CarloLucibello / GraphNeuralNetworks.jl

Graph Neural Networks in Julia
https://carlolucibello.github.io/GraphNeuralNetworks.jl/dev/
MIT License
215 stars 46 forks source link

don't automatically batch when `getobs` from an array of graphs #170

Closed CarloLucibello closed 2 years ago

CarloLucibello commented 2 years ago

We currently have the following definitions

# DataLoader compatibility passing a vector of graphs and
# effectively using `batch` as a collated function.
MLUtils.numobs(data::Vector{<:GNNGraph}) = length(data)
MLUtils.getobs(data::Vector{<:GNNGraph}, i::Int) = data[i]
MLUtils.getobs(data::Vector{<:GNNGraph}, i) = Flux.batch(data[i])

that make for a nice interaction with MLUtils.DataLoader since we have automatic batching a.k.a. collating.

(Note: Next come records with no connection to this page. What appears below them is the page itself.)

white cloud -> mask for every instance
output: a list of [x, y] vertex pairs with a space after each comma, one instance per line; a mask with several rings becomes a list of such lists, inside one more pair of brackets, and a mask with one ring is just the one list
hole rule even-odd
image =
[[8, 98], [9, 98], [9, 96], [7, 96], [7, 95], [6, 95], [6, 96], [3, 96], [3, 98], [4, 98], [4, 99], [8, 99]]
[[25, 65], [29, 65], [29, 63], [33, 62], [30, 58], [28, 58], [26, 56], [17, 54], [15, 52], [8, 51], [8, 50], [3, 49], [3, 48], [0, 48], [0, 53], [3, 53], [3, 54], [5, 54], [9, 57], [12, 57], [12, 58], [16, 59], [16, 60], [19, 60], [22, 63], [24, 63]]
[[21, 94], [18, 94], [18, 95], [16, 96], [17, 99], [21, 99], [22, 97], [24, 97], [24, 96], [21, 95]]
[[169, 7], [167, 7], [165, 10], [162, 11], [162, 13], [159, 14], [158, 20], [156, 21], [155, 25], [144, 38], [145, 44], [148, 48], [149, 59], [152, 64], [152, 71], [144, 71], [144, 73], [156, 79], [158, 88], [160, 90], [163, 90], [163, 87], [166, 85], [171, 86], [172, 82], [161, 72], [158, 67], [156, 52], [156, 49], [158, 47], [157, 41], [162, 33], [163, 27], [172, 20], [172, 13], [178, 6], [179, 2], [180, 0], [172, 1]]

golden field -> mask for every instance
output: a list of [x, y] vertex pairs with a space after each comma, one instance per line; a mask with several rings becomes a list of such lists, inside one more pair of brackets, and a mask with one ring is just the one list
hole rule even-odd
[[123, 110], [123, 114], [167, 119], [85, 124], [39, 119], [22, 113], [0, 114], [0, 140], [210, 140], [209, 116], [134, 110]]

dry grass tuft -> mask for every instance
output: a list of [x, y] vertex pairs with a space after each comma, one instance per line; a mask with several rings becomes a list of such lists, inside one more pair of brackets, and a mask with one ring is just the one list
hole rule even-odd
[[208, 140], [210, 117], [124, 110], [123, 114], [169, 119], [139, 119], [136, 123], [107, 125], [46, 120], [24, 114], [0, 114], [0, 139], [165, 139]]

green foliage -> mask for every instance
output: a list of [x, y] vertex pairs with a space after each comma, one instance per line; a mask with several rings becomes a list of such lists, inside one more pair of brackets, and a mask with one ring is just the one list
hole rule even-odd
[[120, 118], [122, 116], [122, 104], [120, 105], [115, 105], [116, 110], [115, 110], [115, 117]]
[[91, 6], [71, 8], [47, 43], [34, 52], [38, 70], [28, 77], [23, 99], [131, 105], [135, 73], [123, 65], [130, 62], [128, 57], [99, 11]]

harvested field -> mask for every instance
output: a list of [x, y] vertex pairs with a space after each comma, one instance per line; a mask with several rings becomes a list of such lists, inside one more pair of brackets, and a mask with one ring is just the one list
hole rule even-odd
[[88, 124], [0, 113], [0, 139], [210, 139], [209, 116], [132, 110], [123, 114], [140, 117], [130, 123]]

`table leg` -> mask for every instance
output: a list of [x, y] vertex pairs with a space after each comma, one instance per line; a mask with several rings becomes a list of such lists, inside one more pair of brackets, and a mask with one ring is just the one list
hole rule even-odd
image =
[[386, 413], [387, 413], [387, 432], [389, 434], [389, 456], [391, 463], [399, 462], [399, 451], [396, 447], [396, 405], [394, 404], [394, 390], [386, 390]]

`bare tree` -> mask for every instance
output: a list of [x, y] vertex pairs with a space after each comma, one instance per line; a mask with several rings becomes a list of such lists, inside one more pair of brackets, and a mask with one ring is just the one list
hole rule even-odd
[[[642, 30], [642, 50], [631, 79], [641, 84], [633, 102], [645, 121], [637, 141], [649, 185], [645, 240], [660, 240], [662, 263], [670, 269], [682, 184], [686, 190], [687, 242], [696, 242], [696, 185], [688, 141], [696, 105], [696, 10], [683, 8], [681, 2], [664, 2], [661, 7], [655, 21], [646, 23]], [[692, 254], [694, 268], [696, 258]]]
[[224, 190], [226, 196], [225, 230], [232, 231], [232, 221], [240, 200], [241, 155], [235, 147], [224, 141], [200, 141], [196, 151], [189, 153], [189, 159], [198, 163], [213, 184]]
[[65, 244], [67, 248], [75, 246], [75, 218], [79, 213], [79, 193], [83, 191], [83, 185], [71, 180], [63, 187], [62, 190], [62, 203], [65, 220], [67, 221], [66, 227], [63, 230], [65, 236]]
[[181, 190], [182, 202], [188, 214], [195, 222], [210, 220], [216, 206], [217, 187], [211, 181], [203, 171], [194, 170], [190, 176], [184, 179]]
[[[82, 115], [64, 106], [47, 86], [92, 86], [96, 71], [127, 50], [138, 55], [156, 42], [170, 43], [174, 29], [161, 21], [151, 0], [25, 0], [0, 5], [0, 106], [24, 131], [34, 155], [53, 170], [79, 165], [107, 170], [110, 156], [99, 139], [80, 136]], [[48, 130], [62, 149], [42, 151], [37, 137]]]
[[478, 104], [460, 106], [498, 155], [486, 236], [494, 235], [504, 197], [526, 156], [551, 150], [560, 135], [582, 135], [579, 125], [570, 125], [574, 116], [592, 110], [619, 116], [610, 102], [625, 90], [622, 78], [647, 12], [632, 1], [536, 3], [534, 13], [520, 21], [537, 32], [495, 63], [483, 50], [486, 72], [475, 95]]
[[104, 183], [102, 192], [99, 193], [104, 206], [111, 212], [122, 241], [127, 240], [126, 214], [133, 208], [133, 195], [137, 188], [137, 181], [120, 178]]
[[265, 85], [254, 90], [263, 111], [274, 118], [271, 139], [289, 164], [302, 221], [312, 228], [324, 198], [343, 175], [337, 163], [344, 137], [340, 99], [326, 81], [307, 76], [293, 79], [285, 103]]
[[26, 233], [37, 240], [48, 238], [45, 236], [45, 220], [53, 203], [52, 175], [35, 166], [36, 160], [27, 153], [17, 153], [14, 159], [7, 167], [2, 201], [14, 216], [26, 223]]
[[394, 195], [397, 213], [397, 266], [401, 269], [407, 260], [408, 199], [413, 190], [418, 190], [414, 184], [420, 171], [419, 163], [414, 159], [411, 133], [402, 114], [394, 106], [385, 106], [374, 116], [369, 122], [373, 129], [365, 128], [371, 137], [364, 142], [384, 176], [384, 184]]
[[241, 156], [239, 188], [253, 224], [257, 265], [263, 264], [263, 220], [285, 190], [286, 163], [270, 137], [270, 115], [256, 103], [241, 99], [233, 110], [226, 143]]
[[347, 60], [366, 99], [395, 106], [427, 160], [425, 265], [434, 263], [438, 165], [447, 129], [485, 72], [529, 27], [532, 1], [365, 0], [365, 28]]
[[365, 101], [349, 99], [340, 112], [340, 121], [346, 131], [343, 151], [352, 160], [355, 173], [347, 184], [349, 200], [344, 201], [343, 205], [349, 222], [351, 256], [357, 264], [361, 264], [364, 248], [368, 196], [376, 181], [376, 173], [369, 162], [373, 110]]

On the other hand, this doesn't well play well with other transformations in MLUtils, where one ends up with a batched graph even if they didn't want to:

julia> using MLUtils, GraphNeuralNetworks

julia> graphs = [rand_graph(10, 20)  for i=1:5]
5-element Vector{GNNGraph{Tuple{Vector{Int64}, Vector{Int64}, Nothing}}}:
 GNNGraph(10, 20)
 GNNGraph(10, 20)
 GNNGraph(10, 20)
 GNNGraph(10, 20)
 GNNGraph(10, 20)

julia> shuffleobs(graphs) |> getobs
GNNGraph:
    num_nodes = 50
    num_edges = 100
    num_graphs = 5

We should remove the automatic batching from here, and the DataLoader itself should provide automatic batching by calling MLUtils.batch

CarloLucibello commented 2 years ago

Let's wait for the outcome of the discussion in https://github.com/JuliaML/MLUtils.jl/issues/90 and for whatever DataLoader Flux is exporting to have a collate option before solving this issue.